Tyndale never had the satisfaction of completing his English Bible; but during his imprisonment, he may have learned that a complete translation, based largely upon his own, had actually been produced. The credit for this achievement, the first complete printed English Bible, is due to Miles Coverdale (1488-1569), afterward bishop of Exeter (1551-1553).

The details of its production are obscure. Coverdale met Tyndale in Hamburg, Germany in 1529, and is said to have assisted him in the translation of the Pentateuch. His own work was done under the patronage of Oliver Cromwell, who was anxious for the publication of an English Bible; and it was no doubt forwarded by the action of Convocation, which, under Archbishop Cranmer's leading, had petitioned in 1534 for the undertaking of such a work.

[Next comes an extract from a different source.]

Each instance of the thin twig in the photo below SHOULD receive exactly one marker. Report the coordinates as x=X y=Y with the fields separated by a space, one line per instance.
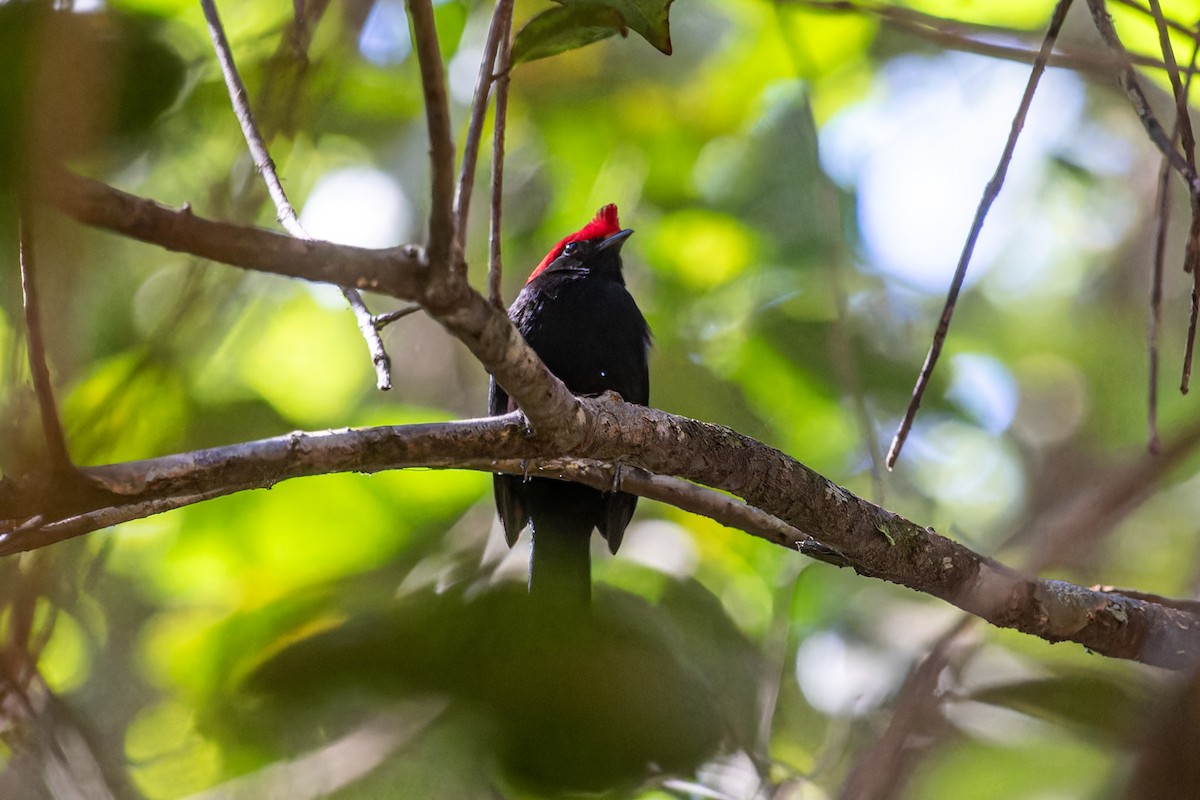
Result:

Coverdale's Bible was probably printed by Froschover in Zurich, Switzerland and was published at the end of 1535, with a dedication to Henry VIII. By this time, the conditions were more favorable to a Protestant Bible than they had been in 1525. Henry had finally broken with the Pope and had committed himself to the principle of an English Bible. Coverdale's work was accordingly tolerated by authority, and when the second edition of it appeared in 1537 (printed by an English printer, Nycolson of Southwark), it bore on its title-page the words, "Set forth with the King's most gracious license." In licensing Coverdale's translation, King Henry probably did not know how far he was sanctioning the work of Tyndale, which he had previously condemned.

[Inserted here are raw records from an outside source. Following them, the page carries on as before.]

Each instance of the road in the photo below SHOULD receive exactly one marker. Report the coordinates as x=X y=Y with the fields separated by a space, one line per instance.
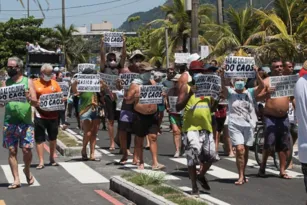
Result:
x=73 y=182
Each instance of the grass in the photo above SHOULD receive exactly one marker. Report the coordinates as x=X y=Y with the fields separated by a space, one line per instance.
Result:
x=67 y=140
x=154 y=184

In the New Testament, in particular, Tyndale's version is the basis of Coverdale's, and to a somewhat less extent this is also the case in the Pentateuch and Jonah; but Coverdale revised the work of his predecessor with the help of the Zurich German Bible of Zwingli and others (1524-1529), a Latin version by Pagninus, the Vulgate, and Luther. In his preface, he explicitly disclaims originality as a translator, and there is no sign that he made any noticeable use of the Greek and Hebrew; but he used the available Latin, German, and English versions with judgment. In the parts of the Old Testament which Tyndale had not published he appears to have translated mainly from the Zurich Bible. [Coverdale's Bible of 1535 was reprinted by Bagster, 1838.]

In one respect Coverdale's Bible was groundbreaking, namely, in the arrangement of the books of the. It is to Tyndale's example, no doubt, that the action of Coverdale is due. His Bible is divided into six parts -- (1) Pentateuch; (2) Joshua -- Esther; (3) Job -- "Solomon's Balettes" (i.e. Canticles); (4) Prophets; (5) "Apocrypha, the books and treatises which among the fathers of old are not reckoned to be of like authority with the other books of the Bible, neither are they found in the canon of the Hebrew"; (6) the New Testament. This represents the view generally taken by the Reformers, both in Germany and in England, and so far as concerns the English Bible, Coverdale's example was decisive.